At the Central Stadium, the main venue in Thiruvananthapuram, visitors can view the progression of the eclipse on an LED screen

December 25, 2019 10:44 am | Updated 09:36 pm IST - THIRUVANANTHAPURAM

Don’t miss the grand spectacle of the solar eclipse on Thursday morning, but also take care to view it safely, the Kerala State Science and Technology Museum (KSSTM) and the Breakthrough Science Society (BSS) say.

Both institutions are collaborating to organise public viewings in selected locations across the State from 8 a.m. to 11 a.m. on Thursday. At the Central Stadium, the main venue in Thiruvananthapuram, visitors can view the progression of the eclipse on an LED screen. Solar filters, pin-hole cameras, and other facilities also would be arranged, KSSTM officials said.

For viewers in north Kerala districts, the December 26 solar eclipse will be an annular solar eclipse, where the lunar disk will obscure the centre of the sun’s disk. The outer edges of the sun will be seen as a blazing ring. For central and south Kerala, it will be a partial eclipse where the moon will obscure the solar orb only partially. The celestial phenomenon will be at its maximum by 9.30 a.m.

Visitors can see the spectacle using high quality solar filters that uses imported black polymer sheets for ₹15 apiece at the venues. “These filters reduce the intensity of the sun’s rays to 1/100,000,” P.P. Rajeevan, district coordinator, Breakthrough Science Society, said. “We are planning to set up counters in selected locations in the capital city where the public can buy the filters and learn the scientific basis of eclipses,” he said. The public can also approach the BSS office at Chempaka Nagar, near Bakery Junction, for solar filters.


In addition to Central Stadium, observation facilities are being arranged at the Gandhi Park in association with AIRO Club of Sree Chithira Thirunal Engineering College and Advent. Viewings are also being set up in other locations in the district.

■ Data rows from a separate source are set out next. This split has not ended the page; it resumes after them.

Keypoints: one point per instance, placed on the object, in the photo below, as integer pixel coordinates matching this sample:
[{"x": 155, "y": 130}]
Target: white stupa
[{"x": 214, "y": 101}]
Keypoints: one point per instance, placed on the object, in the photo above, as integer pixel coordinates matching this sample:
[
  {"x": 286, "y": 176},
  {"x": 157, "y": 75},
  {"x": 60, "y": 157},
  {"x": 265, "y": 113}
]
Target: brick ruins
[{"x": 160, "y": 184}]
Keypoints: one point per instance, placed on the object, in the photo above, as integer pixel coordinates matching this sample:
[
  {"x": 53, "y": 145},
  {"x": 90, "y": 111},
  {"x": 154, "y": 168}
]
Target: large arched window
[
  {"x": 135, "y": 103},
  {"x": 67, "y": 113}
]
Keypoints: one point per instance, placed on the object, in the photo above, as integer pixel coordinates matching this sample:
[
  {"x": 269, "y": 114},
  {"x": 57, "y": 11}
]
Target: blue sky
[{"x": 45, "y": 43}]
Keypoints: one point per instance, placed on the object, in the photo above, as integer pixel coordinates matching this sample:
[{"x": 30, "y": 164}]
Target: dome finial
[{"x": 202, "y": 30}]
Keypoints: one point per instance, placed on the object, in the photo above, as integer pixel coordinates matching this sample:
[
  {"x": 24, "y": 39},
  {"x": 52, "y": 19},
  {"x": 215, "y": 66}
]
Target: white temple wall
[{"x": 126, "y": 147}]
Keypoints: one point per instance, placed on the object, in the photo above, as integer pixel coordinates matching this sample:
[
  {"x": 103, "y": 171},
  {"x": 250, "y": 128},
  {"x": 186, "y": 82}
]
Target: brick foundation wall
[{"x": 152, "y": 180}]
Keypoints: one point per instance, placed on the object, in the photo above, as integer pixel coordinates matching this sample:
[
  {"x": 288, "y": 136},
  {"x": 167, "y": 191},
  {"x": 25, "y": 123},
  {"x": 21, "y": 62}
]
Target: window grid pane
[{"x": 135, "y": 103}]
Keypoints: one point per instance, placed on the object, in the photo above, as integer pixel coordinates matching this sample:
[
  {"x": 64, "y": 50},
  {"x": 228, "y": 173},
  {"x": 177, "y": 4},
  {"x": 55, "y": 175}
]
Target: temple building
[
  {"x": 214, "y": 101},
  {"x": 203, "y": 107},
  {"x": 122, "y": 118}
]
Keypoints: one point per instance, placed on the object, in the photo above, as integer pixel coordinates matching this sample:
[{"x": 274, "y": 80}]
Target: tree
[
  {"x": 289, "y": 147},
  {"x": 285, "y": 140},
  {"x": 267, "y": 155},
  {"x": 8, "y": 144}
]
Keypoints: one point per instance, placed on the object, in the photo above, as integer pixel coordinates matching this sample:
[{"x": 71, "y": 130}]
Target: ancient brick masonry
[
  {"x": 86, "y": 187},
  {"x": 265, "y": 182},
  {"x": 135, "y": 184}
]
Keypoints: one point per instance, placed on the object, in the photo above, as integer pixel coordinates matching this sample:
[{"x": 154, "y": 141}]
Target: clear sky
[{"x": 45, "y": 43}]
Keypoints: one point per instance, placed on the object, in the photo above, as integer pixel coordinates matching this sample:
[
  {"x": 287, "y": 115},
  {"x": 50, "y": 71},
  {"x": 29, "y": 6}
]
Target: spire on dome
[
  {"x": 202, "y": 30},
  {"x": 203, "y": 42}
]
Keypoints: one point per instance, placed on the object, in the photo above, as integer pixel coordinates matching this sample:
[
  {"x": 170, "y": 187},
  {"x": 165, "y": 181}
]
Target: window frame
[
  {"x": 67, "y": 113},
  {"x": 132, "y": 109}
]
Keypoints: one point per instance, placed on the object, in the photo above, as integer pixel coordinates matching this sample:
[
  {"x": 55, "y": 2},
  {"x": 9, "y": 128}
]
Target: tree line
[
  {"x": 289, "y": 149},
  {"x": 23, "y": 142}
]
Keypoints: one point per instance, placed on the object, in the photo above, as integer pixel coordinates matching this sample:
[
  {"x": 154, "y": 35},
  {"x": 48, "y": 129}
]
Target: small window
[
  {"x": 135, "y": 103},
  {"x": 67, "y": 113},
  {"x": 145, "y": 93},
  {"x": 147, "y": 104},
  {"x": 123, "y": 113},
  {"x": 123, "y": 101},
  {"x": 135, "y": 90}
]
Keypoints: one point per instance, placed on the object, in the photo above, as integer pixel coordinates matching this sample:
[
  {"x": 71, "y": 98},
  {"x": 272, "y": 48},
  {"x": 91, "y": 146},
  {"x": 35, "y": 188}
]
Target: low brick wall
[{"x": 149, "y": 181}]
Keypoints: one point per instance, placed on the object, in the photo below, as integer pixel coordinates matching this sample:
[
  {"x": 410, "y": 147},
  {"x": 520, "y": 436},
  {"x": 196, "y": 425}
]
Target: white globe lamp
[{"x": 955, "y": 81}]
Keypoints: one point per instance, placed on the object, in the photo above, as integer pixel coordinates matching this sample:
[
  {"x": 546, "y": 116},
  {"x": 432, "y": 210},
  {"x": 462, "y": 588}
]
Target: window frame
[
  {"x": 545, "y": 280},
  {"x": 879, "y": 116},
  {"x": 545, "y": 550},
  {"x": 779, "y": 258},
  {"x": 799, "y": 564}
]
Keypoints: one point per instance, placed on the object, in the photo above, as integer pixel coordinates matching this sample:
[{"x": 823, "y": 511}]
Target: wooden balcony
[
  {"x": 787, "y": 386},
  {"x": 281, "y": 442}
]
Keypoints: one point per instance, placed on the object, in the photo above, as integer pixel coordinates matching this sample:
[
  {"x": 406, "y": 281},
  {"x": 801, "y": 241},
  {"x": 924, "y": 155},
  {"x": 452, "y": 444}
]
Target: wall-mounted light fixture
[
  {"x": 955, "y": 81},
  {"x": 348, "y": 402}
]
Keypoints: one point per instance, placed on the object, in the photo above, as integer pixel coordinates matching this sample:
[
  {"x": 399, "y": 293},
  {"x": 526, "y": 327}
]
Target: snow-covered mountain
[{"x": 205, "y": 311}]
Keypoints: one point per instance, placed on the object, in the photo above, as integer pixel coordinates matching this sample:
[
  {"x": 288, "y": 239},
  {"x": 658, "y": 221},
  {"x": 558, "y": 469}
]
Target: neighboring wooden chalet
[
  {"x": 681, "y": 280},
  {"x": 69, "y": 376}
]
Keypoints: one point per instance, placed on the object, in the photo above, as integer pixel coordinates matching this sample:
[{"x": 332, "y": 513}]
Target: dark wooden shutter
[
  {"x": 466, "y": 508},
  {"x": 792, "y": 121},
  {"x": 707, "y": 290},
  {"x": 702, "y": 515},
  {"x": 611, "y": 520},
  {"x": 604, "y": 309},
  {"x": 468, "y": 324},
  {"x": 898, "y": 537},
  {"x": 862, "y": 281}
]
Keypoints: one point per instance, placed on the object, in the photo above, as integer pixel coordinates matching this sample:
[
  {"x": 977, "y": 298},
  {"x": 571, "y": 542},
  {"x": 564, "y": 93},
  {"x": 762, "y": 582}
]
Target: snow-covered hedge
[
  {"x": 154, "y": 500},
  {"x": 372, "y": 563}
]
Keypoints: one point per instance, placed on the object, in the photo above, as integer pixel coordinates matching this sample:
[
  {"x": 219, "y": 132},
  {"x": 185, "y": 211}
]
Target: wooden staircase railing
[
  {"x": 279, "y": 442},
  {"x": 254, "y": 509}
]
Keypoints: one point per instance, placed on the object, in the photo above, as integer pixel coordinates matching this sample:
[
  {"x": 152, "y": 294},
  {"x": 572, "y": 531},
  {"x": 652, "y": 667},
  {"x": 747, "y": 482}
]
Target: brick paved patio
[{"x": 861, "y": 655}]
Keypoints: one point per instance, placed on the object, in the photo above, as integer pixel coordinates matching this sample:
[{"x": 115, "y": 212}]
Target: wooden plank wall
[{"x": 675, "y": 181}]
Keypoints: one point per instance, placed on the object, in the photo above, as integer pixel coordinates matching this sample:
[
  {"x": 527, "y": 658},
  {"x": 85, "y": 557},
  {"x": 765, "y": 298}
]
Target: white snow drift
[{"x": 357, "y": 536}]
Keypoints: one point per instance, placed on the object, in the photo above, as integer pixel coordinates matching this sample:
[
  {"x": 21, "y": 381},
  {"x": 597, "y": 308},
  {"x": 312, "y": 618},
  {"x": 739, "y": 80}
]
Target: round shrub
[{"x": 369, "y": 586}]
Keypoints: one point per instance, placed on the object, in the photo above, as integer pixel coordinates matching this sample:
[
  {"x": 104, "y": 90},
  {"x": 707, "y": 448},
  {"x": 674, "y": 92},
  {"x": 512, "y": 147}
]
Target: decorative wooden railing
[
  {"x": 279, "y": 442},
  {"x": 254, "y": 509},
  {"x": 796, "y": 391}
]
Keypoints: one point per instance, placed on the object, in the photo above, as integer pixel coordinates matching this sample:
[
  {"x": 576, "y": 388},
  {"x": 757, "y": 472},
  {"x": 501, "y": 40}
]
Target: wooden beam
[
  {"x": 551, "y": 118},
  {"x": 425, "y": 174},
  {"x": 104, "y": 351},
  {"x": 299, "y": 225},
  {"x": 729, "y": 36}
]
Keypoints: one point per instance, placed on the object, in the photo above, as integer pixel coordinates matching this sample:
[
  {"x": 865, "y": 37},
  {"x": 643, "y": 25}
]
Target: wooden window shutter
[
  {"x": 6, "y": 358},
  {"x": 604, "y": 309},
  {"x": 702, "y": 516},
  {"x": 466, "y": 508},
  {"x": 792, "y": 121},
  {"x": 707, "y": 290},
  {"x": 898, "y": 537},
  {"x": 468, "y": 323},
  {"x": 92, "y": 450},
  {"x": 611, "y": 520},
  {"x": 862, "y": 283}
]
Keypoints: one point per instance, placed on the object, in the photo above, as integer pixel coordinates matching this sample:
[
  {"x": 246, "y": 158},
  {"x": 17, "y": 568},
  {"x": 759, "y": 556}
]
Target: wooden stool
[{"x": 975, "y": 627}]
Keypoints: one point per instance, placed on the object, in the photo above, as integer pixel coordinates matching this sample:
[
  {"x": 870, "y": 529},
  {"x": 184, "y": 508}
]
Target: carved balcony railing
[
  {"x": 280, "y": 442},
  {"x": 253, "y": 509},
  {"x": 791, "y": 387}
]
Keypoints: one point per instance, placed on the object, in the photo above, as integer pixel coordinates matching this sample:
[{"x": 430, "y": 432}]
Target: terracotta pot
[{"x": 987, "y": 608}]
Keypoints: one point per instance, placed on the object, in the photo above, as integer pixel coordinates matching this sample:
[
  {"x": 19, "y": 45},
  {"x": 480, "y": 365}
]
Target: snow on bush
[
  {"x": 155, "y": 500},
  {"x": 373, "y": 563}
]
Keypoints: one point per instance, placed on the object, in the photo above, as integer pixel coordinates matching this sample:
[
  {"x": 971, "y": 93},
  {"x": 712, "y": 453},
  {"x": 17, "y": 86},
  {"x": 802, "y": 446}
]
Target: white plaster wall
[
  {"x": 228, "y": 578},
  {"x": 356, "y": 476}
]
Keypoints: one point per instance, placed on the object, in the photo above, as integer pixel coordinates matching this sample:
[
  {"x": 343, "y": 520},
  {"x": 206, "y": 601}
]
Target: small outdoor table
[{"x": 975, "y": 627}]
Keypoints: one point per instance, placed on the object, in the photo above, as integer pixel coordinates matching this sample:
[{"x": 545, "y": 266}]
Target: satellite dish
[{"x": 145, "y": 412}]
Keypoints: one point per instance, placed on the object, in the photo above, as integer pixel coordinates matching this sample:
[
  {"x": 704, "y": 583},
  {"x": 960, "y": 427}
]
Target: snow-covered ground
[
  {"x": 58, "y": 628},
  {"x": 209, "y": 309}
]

You can use special-purpose solar filters, eclipse glasses or pin-hole projections—where the image of the eclipse is projected on to a surface—to view the eclipse safely. Never view the eclipse directly with the naked eye or through binoculars and telescopes. It can damage the eyes. Sunglasses, X-ray films, Mylar sheets, low-grade welding glasses also should not be used. “NASA recommends shade 14 welder’s glasses,” Mr. Rajeevan said.

The next one

A solar eclipse will be visible from north India on June 21, 2021. Kerala will have to wait till May 21, 2031 for the next annular solar eclipse.